In China they practiced foot binding. Men controlled everything that has to do with family. In India they have class structure. It used to be a practice in India to kill their babies if they did not have a male. In Asian countries females are commonly advised they can have more than one wife. In China you can only have one kid. To me that's no liberty. The individual or community is not free to leave. It is a communist state. In some middle east countries you have kings and a great deal of the country is poor. You have people killing one another for some tunnel in Israel. My question is this: The Westerners in time of trouble leave to go set up new forms of government while Asia and the Middle East stayed at home. You said they stayed at home to work our their problems. I think they did not work out their problems. I think they did not work out anything. They have been killing each other in the name of religion for thousands of years. Can you please explain?

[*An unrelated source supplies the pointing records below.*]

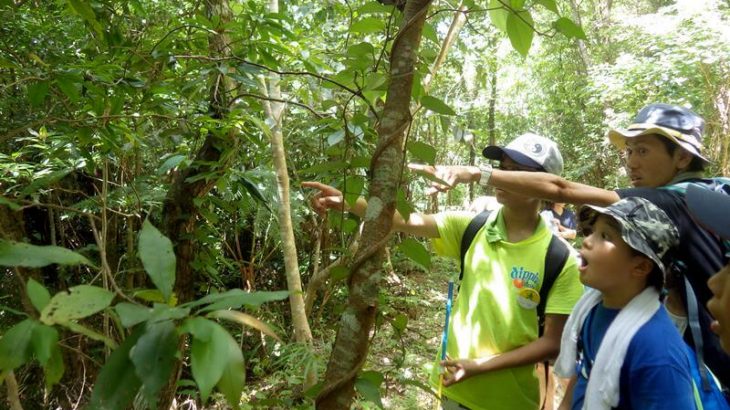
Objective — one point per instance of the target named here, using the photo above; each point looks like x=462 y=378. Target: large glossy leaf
x=79 y=302
x=158 y=258
x=154 y=358
x=38 y=294
x=44 y=340
x=32 y=256
x=234 y=374
x=416 y=252
x=520 y=31
x=244 y=319
x=369 y=388
x=15 y=346
x=208 y=353
x=117 y=384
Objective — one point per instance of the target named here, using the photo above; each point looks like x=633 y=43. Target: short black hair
x=696 y=165
x=656 y=276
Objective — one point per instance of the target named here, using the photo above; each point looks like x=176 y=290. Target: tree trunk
x=356 y=323
x=179 y=211
x=275 y=111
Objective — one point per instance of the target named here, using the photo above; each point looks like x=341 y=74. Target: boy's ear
x=643 y=266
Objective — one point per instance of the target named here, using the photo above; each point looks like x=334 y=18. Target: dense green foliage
x=109 y=108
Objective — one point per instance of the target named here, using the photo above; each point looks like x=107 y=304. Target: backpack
x=557 y=255
x=717 y=184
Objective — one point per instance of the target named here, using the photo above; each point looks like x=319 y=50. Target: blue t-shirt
x=655 y=373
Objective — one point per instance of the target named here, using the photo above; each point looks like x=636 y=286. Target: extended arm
x=544 y=348
x=330 y=198
x=535 y=184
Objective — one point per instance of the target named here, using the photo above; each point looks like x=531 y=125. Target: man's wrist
x=485 y=174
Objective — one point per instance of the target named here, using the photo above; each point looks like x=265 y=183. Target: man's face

In both the East and the West, cards-down approaches to policy-making have had their shortcomings. The Anglo-American and European traditions have seen much battle over who is capable of turning the cards down. The Chinese tradition has seen the upper classes practice foot-binding on their women. The overpopulation problem in China was addressed under Mao by a government mandate for each couple to have just one child. It appears that China has problems with its approaches to policy decisions--much as Europeans have had problems with their approaches. One possible conclusion is that, despite the best efforts to combine morality and public policy, peoples have sometimes failed to avoid arbitrary treatment of groups and individuals. Whether states have aimed at liberal or communitarian approaches, forms of tyranny have set in. From this conclusion, a question may be raised about bases for courses of action states or nations may adopt. Perhaps changing circumstances require some shifting along the line--let's say somewhere in the zone between liberal and communitarian--to keep a balance that reduces the arbitrary treatment of some people by other people. As new forms of suffering and servitude are identified, new rules and rights need to be defined.